Research, evaluation, analysis

Down the Data Mine
In the earlier article on data mining, I mentioned multicollinearity and outliers as two technical details that can make your data mine collapse. This week I thought I'd provide some more detail about these problems.

Multicollinearity arises when you are trying to assess the relationships between a dependent or criterion variable – sales, for example – and several independent variables. The independent variables will often be correlated – that is, a change in one will be related to corresponding changes in the others. For example, in educational research much effort has gone into explaining academic achievement as the result of socio-economic status (SES). SES is assessed by several different variables (income, education, job, etc.) which tend to be correlated.

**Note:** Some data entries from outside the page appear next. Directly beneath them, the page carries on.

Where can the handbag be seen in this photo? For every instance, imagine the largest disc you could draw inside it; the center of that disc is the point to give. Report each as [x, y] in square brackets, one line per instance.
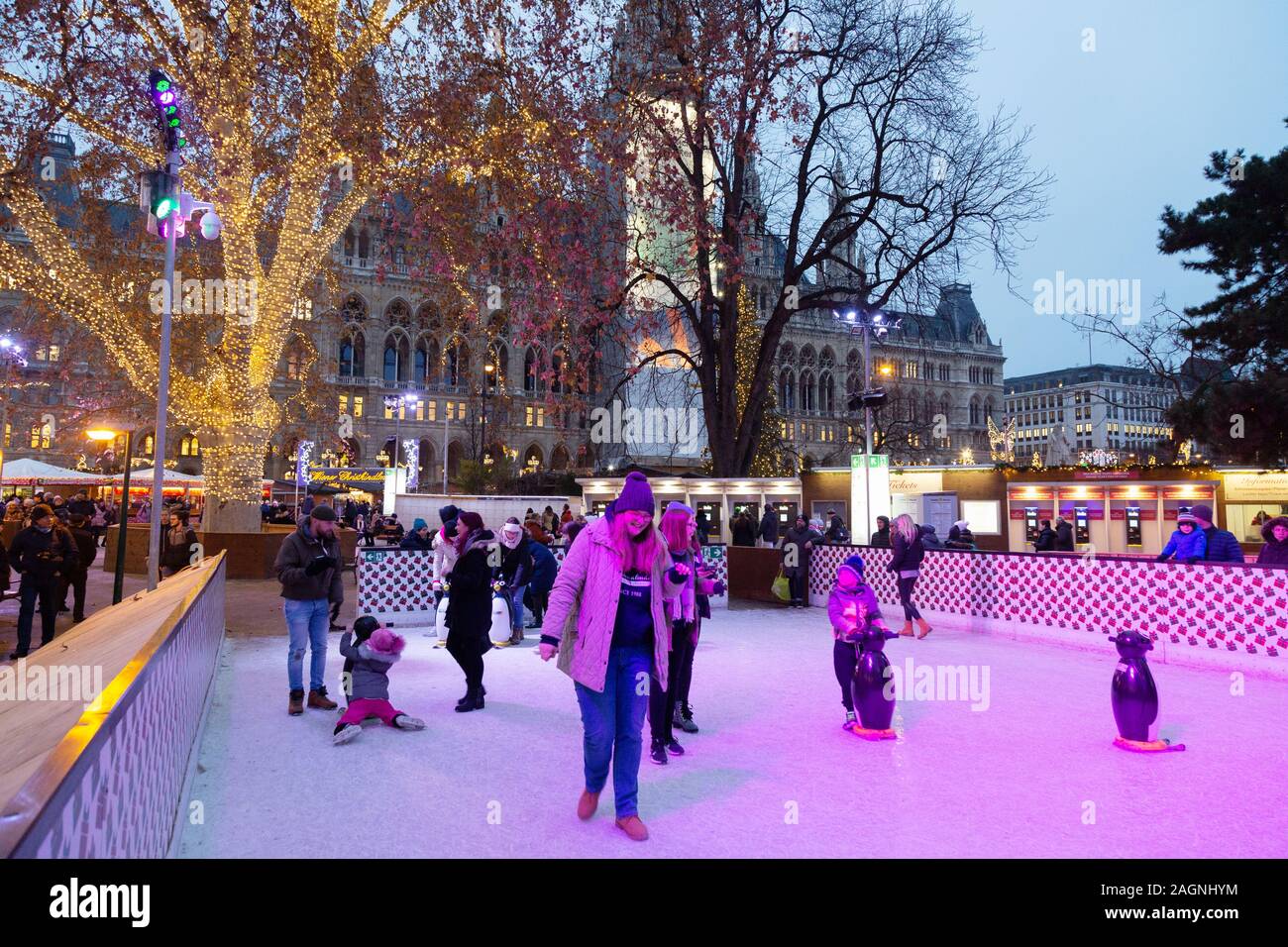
[781, 587]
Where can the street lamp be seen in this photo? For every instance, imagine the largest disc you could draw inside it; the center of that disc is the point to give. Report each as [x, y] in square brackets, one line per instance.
[11, 354]
[867, 322]
[487, 382]
[123, 512]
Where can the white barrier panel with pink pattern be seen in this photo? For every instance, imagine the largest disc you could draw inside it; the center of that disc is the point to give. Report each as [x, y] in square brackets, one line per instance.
[1207, 607]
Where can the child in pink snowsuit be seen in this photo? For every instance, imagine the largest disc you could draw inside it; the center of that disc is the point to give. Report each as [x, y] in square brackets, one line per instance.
[366, 680]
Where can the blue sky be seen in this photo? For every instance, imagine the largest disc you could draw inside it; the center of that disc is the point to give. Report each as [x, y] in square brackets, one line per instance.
[1125, 131]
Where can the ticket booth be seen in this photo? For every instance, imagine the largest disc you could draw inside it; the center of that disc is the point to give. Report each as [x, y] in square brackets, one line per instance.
[1029, 505]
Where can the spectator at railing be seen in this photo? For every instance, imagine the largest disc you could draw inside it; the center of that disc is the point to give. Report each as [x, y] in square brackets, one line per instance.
[1275, 534]
[1222, 544]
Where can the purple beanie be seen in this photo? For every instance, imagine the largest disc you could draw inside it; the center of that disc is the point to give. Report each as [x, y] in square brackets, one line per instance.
[636, 495]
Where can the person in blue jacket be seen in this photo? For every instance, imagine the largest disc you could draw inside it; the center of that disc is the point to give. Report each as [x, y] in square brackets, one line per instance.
[1223, 547]
[545, 567]
[1188, 543]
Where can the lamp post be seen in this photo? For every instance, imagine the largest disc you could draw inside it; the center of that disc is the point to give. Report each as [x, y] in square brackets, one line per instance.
[124, 512]
[868, 322]
[12, 355]
[487, 380]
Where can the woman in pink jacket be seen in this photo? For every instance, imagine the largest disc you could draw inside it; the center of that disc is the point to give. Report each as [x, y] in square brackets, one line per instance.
[606, 600]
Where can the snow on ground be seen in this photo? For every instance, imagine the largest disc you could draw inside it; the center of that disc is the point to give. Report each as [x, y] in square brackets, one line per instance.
[771, 775]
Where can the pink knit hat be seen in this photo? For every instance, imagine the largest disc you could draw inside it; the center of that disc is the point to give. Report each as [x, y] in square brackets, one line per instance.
[385, 643]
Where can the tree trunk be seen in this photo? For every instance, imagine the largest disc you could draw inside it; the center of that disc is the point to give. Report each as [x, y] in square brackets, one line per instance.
[233, 470]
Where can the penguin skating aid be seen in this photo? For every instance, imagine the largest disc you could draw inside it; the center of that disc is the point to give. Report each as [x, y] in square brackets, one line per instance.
[1134, 697]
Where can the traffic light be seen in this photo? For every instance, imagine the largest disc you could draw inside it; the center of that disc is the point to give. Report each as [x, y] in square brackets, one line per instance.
[159, 195]
[165, 97]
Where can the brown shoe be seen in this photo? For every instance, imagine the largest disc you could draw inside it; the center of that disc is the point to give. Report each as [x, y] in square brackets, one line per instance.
[632, 826]
[320, 701]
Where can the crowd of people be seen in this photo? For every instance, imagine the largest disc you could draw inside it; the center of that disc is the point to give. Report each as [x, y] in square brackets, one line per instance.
[627, 604]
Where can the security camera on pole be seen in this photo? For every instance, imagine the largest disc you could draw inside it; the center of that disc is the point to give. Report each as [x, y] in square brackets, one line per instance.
[168, 208]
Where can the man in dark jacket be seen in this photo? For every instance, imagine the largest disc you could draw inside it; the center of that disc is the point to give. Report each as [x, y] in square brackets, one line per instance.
[419, 539]
[1223, 547]
[43, 553]
[1063, 535]
[86, 551]
[545, 569]
[768, 531]
[881, 538]
[515, 571]
[308, 567]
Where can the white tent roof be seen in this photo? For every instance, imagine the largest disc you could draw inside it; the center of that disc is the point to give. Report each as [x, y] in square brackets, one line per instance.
[29, 472]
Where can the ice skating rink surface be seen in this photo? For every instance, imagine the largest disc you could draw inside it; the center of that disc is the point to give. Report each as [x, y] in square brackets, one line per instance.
[771, 775]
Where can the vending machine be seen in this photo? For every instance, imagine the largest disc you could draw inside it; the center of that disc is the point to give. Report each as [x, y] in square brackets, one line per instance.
[1030, 523]
[1081, 525]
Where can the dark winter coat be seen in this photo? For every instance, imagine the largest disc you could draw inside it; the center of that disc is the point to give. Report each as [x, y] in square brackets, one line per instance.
[907, 556]
[178, 554]
[769, 527]
[1274, 553]
[1223, 547]
[469, 602]
[417, 543]
[545, 569]
[297, 551]
[368, 674]
[46, 557]
[798, 539]
[516, 564]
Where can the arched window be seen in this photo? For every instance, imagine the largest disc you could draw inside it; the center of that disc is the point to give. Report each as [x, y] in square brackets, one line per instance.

So what's wrong with that? The problem arises when you try to perform your analysis using an automated procedure for constructing a multiple linear regression equation, which is how people often try to perform this type of analysis. If any independent variables are correlated both with each other and with the criterion, and you construct your regression equation automatically, the regression equation will tend to be unstable from one set of data to the next. The order in which the correlated independent variables will enter the regression equation will be largely due to small random differences in correlation with the criterion. To make a long story short, although you will have isolated the independent variables which explain the dependent variable, your equation based on these independent variables will still not explain the dependent variable.

When I discover correlations between independent variables I often just scale them and enter the scale score as a single variable. There also may be good theoretical reasons to justify a particular order of entry of independent variables into the regression equation, and if there are you should use that order of entry.

Outliers are simply deviant data. For example, if you go bowling four nights in a row, but have a migraine on the fourth night, your performance on the fourth night will bias any estimate of your bowling prowess based on all four nights' results.

Similar phenomena happen in regression analysis. Outliers are said to bump the regression line – that is, they can distort the estimate of the relationship between the independent and dependent variables. Outlying data should be identified so that you can investigate the circumstances in which they were collected. If your investigation shows that any data were likely to have been affected by extraneous factors, you should omit them from your analysis.